Your Body’s Natural Epinephrine
Your adrenal glands, which sit on top of your kidneys, produce epinephrine naturally. The inner portion of each gland (the medulla) releases epinephrine and its close relative norepinephrine in response to physical and emotional stress. A signal travels from your brain down the sympathetic nervous system to the adrenal medulla, and the glands dump epinephrine directly into your bloodstream within seconds.
The triggers range from immediate physical danger to exercise, pain, low blood sugar, and emotional stress. This is the “fight or flight” response. The cardiovascular study mentioned above found that the hemodynamic changes from epinephrine infusions occurred at plasma levels commonly achieved during ordinary physical and emotional stress, meaning your body regularly reaches concentrations high enough to meaningfully shift heart function and blood vessel tone.
How Fast It Works and How Long It Lasts
When injected into muscle (the standard route for emergency autoinjectors), epinephrine reaches its first peak concentration in the blood within about 5 minutes.

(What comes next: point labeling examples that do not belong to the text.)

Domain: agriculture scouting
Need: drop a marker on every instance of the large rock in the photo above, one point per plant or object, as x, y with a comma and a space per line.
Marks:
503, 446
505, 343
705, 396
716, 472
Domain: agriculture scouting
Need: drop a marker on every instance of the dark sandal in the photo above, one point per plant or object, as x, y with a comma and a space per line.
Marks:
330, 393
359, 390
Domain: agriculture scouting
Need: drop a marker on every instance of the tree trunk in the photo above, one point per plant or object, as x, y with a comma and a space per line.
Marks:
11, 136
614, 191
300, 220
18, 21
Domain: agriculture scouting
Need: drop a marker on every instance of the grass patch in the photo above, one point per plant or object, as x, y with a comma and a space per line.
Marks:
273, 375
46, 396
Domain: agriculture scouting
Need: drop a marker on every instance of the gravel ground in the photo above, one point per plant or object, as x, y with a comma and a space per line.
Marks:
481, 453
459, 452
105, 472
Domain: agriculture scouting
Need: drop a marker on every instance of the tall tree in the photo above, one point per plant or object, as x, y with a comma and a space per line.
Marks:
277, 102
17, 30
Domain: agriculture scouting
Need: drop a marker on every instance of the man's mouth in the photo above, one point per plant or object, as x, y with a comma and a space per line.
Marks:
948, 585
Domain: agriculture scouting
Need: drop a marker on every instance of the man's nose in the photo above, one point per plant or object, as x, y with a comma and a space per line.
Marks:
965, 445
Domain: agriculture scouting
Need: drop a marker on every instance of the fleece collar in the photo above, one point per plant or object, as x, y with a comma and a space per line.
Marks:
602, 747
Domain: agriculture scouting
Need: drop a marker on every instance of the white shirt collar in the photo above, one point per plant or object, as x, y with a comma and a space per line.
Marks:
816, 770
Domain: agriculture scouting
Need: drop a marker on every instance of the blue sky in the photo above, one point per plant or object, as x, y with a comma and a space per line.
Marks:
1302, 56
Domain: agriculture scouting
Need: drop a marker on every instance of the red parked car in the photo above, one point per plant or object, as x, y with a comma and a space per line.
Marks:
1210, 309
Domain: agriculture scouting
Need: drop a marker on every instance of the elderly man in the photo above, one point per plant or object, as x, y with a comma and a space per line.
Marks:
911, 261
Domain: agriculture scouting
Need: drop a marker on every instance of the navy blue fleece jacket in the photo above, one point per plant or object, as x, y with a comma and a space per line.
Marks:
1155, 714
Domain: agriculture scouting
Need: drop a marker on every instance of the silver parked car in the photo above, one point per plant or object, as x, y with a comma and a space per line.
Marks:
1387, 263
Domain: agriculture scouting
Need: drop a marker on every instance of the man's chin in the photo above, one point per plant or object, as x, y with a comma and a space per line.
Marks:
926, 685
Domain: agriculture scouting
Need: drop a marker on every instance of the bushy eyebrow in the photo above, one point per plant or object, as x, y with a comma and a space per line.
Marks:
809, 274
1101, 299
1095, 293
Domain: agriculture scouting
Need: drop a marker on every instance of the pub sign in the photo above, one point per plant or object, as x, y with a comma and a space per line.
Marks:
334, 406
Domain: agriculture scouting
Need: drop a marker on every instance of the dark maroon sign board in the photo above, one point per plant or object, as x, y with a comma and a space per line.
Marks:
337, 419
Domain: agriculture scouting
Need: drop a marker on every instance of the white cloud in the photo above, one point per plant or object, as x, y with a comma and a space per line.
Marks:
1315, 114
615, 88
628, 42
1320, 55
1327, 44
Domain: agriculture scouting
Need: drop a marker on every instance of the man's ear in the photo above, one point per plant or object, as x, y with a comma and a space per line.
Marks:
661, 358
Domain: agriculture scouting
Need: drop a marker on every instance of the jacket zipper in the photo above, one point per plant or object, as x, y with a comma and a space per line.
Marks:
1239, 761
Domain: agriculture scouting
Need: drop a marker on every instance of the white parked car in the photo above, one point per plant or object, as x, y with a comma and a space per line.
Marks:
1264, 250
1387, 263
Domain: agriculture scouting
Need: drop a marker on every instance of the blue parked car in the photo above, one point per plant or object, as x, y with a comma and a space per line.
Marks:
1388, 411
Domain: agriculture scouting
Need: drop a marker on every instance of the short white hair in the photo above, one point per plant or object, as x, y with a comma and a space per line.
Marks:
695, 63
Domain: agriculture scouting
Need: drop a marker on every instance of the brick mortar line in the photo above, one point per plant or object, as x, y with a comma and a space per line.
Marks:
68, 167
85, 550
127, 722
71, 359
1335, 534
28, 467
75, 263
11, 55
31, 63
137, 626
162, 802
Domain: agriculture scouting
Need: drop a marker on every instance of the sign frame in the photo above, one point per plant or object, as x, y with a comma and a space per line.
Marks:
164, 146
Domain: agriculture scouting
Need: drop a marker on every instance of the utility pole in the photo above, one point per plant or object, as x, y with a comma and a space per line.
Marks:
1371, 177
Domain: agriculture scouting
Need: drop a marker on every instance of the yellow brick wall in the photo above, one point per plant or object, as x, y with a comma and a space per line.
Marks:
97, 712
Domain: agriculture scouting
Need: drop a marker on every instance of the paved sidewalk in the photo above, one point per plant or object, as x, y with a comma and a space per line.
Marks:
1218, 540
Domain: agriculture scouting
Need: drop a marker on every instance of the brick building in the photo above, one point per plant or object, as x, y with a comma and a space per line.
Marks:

A review of pharmacokinetic studies found that most people show two peaks: an initial one at 5 to 10 minutes and a second at 30 to 50 minutes. The effects begin to fade relatively quickly, which is why a second injection is sometimes needed if symptoms return.
The rapid onset matches the urgency of the conditions it treats. During anaphylaxis or cardiac arrest, minutes matter, and epinephrine’s ability to reach effective blood levels within 5 minutes makes intramuscular injection practical outside of hospital settings.
Common Side Effects
Because epinephrine stimulates so many receptor types across the body, its side effects are widespread. The most common ones are a racing heart, elevated blood pressure, tremors, headache, anxiety, palpitations, sweating, and nausea. These are essentially exaggerated versions of the normal stress response, and for most people they resolve as the drug wears off.
More serious risks include abnormal heart rhythms, chest pain, and in rare cases of overdose, heart muscle damage. Epinephrine also raises blood sugar and can lower potassium levels. These risks are higher in people with preexisting heart conditions or when the drug is given in excessive amounts. In the context of a life-threatening allergic reaction, however, the risk of not giving epinephrine far outweighs the risk of side effects.